With regards to the tensor and RT cores, it's worth nothing that a TU116 is 284 mm2 and the TU106 is 445 mm2 in area; the former has 24 SMs to the latter's 36, so if one scales the TU116 by a factor of 36/24 then its area becomes 426 mm2. Of course, the TU116 has no RT core or the 4 sets of Tensor cores per SM that the TU106 has, but they've been replaced by 4 sets of 32 FP16 ALUs. The TU116 also has 2 fewer memory controllers, but the rest of the architectural layout (TPC and GPC count) is the same in the two chips, so the the extra 19 mm2 of die space accounts for the 2 memory controllers and the size difference between the tensor+RT cores versus the banks of FP16 ALUs.
So how big are the tensor and RT cores?
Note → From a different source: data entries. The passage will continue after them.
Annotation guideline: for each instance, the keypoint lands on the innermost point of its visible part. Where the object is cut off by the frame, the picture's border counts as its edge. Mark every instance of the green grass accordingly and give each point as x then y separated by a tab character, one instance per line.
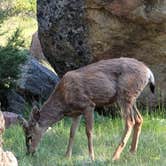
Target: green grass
107	133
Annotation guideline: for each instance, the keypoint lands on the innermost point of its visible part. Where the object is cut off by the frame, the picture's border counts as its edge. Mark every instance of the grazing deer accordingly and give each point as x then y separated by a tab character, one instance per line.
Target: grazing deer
116	80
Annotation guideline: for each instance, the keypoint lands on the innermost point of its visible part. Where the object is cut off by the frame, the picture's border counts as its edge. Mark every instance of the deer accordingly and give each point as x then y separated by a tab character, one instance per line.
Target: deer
119	80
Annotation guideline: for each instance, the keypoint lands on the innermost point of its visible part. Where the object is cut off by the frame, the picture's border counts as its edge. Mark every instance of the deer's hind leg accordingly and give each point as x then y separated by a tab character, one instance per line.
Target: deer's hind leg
89	119
74	126
137	129
129	123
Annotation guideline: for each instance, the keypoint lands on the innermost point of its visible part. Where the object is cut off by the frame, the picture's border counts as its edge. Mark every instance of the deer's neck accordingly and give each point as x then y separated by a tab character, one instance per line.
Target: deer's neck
50	113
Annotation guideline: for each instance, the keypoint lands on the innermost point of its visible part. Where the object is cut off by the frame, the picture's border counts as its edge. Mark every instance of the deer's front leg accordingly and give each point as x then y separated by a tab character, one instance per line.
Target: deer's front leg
74	126
137	129
129	123
89	118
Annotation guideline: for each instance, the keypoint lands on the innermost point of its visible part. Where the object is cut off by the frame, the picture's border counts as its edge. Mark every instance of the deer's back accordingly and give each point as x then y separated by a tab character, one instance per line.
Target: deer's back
102	82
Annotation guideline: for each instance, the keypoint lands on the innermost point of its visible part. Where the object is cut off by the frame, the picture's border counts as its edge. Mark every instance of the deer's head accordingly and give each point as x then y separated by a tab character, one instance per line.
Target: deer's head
33	132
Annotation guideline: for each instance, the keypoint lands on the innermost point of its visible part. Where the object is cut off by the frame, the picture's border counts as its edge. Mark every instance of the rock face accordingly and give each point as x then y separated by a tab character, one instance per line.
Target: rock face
15	102
36	80
35	48
75	33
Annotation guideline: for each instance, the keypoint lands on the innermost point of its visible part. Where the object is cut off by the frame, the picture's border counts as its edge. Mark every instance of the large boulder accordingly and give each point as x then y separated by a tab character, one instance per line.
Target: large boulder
75	33
15	102
36	80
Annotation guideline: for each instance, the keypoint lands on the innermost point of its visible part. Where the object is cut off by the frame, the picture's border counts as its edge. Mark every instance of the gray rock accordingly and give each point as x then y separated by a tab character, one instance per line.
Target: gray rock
10	118
15	102
36	80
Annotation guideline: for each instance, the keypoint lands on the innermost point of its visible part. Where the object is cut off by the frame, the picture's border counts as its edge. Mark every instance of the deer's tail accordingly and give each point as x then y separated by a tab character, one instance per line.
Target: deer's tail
151	81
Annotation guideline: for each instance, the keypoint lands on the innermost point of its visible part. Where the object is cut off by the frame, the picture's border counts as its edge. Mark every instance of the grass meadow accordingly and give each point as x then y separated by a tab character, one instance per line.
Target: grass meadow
107	133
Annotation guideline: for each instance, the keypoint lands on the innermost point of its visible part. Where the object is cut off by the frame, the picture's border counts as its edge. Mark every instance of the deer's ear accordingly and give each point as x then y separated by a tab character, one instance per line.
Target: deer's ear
35	115
22	121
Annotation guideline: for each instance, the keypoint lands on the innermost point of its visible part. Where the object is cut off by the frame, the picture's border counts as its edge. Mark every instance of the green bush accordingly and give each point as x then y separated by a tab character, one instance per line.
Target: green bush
11	57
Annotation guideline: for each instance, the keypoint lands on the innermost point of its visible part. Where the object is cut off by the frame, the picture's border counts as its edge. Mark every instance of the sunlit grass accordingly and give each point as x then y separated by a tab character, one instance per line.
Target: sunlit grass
107	133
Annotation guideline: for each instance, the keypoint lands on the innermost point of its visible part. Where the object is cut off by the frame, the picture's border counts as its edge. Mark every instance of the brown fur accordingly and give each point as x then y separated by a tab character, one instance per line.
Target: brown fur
116	80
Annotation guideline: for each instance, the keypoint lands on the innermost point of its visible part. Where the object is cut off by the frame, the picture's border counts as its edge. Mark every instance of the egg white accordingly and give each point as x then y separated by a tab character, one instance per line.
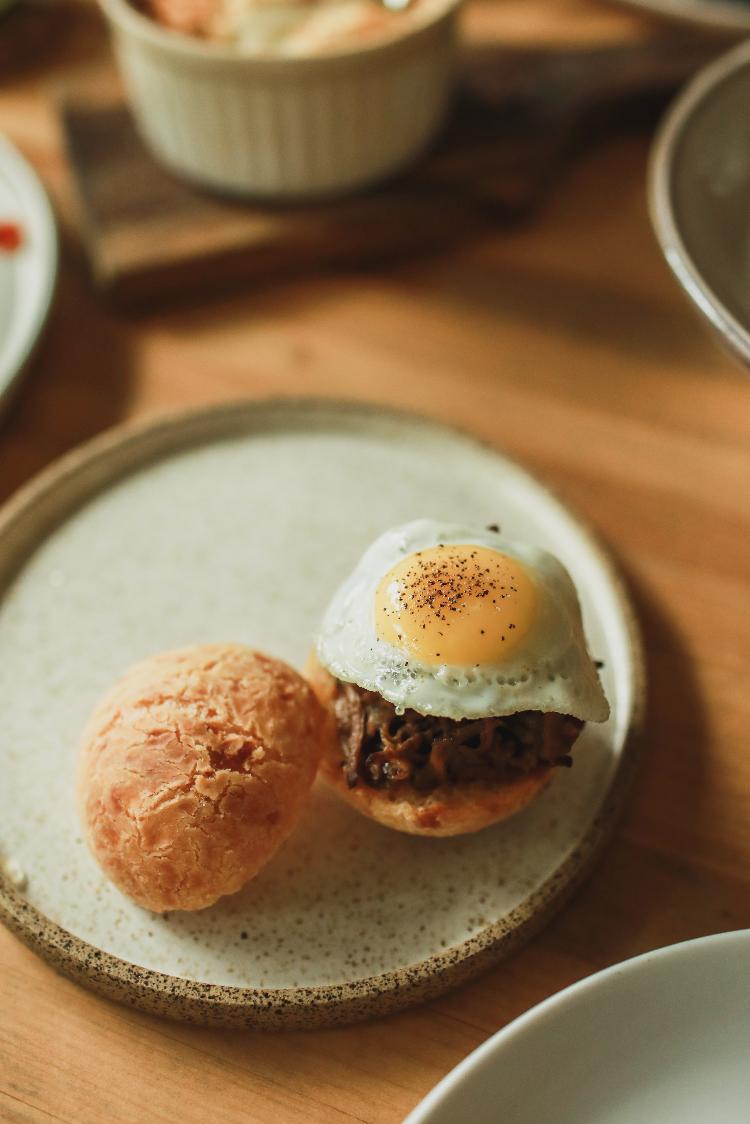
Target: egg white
551	670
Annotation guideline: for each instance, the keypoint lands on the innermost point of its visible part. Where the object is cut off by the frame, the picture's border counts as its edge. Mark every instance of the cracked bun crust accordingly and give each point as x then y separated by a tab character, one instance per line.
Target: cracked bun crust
193	769
449	809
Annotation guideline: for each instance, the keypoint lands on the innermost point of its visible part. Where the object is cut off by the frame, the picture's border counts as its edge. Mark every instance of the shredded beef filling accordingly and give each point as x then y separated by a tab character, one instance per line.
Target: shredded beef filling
382	749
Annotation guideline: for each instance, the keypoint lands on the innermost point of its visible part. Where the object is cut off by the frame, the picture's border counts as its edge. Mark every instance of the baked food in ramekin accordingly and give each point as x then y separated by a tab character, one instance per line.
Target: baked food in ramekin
287	126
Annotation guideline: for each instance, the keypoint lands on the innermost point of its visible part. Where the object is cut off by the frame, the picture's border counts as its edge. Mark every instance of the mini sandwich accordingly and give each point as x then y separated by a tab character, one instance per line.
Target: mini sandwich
455	677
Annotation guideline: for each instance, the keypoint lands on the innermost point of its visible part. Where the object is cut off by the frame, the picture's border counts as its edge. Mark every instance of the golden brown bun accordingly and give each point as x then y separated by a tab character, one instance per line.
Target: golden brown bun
449	809
192	771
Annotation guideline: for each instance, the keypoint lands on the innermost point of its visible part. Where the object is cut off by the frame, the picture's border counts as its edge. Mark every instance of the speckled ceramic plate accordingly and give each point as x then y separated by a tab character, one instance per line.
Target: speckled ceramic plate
236	524
661	1039
27	275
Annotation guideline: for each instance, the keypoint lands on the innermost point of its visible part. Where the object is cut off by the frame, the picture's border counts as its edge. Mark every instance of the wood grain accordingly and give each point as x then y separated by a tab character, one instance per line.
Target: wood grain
565	342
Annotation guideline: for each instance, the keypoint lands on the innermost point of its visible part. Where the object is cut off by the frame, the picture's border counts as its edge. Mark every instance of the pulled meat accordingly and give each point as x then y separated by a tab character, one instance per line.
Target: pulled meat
382	749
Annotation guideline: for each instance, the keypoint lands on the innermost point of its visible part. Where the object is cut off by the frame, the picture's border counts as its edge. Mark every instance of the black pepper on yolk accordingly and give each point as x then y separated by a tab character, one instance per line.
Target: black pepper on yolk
462	605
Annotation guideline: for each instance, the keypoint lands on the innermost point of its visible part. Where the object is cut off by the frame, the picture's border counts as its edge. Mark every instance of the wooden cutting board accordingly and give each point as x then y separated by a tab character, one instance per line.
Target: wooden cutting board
518	116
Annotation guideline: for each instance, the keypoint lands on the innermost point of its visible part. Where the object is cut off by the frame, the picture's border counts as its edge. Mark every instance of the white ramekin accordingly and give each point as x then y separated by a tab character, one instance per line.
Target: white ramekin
286	127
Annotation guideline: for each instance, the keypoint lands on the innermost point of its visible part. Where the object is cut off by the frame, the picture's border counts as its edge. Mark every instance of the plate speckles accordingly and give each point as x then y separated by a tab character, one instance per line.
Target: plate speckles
219	525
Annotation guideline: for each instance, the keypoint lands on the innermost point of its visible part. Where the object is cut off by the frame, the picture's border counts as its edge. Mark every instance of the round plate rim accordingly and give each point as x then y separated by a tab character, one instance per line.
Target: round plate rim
37	210
216	1004
660	180
720	18
551	1006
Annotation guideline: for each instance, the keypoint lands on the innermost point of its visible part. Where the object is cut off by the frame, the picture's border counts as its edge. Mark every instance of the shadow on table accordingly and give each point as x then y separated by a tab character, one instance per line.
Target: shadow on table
78	382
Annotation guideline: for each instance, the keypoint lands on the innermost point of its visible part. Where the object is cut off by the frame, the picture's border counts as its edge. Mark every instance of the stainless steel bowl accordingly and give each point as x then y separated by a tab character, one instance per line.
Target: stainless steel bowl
699	195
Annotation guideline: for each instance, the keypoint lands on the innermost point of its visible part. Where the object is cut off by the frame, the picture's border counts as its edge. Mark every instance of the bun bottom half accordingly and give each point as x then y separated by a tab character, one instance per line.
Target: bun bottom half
449	809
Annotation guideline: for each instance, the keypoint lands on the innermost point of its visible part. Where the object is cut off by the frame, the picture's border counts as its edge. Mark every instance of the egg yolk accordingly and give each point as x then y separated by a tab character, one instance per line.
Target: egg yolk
461	604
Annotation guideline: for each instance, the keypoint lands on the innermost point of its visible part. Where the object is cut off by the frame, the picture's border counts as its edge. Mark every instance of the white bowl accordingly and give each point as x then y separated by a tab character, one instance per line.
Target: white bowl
661	1039
286	127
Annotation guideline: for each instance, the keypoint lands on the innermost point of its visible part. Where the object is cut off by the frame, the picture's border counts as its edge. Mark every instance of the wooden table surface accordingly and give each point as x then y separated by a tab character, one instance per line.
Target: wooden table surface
568	344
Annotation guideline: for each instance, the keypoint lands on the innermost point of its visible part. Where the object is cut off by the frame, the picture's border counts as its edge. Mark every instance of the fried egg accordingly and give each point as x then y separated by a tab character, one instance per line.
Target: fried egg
460	623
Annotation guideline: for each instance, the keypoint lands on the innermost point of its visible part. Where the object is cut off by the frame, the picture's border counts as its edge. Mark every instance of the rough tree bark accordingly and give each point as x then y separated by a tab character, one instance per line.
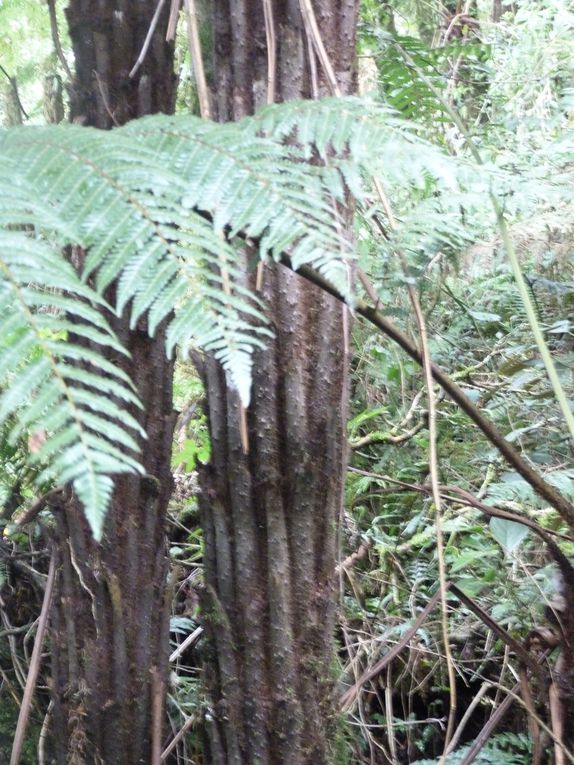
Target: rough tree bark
109	626
270	516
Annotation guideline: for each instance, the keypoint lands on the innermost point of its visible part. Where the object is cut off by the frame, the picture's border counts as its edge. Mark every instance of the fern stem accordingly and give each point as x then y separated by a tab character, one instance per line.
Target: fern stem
503	229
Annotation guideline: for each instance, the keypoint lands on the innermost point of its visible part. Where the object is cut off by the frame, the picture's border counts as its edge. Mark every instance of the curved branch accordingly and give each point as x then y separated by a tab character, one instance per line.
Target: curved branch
544	489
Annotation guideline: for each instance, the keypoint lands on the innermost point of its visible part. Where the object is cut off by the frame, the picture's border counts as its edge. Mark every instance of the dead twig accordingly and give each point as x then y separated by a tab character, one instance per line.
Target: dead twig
34	668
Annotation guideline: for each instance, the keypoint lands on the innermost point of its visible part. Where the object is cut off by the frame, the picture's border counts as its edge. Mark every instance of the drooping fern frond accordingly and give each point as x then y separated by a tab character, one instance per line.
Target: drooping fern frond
166	209
45	312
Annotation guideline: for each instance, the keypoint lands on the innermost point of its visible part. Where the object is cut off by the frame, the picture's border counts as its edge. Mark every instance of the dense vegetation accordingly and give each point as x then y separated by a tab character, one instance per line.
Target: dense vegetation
465	243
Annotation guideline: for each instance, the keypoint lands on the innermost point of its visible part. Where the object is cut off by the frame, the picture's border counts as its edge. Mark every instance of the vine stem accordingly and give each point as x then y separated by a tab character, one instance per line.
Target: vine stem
434	473
504	231
34	669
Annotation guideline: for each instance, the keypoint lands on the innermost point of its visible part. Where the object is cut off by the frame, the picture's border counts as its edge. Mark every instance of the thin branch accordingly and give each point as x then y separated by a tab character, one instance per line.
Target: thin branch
386	438
173	19
56	39
197	59
312	29
14	86
32	512
271	50
545	490
34	668
349	696
148	39
434	475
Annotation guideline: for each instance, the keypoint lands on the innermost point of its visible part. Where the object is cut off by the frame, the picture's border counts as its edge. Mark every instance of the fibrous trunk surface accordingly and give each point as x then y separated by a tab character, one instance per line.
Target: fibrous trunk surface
110	616
270	513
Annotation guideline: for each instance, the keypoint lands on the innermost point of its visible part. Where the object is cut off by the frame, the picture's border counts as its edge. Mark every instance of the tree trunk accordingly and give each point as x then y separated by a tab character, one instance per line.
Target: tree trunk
270	516
110	619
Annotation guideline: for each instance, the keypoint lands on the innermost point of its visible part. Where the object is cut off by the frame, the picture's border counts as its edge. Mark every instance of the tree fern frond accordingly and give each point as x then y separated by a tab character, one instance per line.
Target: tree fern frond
43	390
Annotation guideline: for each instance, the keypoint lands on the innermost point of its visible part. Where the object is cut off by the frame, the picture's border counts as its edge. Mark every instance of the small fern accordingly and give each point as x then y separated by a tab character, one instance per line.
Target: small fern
163	208
502	749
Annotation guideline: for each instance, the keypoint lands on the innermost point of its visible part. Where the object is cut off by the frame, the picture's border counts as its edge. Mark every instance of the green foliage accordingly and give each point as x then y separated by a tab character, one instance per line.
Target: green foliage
501	749
163	208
Well, if you take a die shot of the TU102, you can hack out a rough estimate:
This is 754 mm2 of die area, and architecturally has the following layout:
Now assuming the 2nd and 3rd images are accurate layout representations of the die shot, SM units are roughly 12 mm2 each and RT cores account for 0.6 mm2 of that or 5%. Working out which sector in the die image are the tensor cores is harder, but a total guess puts it around the same as the RT block.
So in total, the tensor and RT cores account for (very, very,
very approximately) 12% of the whole die. If such guessing is fairly close to the mark, then removing these units from the analysis would shift the position of the Turing and Volta chips, but not by that much.
You do make a good point about the inclusion of the HBM affecting the die size figures (I.e. AMD's Fiji and Vega, Nvidia's GV100), so I'll have a look at some die images and estimate the actual GPU sizes - I'll post updated graphics in this thread to see what change this has.
Edit: Here are the adjusted graphs for the removal of HBM with die area. TDP values remain the same, as they are for the whole card, but it's not been possible to adjust the transistor count as it's not clear whether AMD or Nvidia include the HBM's transistors in the total count.
The Vega 20 chip is missing off the 2nd graph because it's GLOPs per unit die area comes to a value of 101, so it's way above the rest. The actual Vega 20 chip is pretty small:
The HBM itself actually has more die area than the GPU.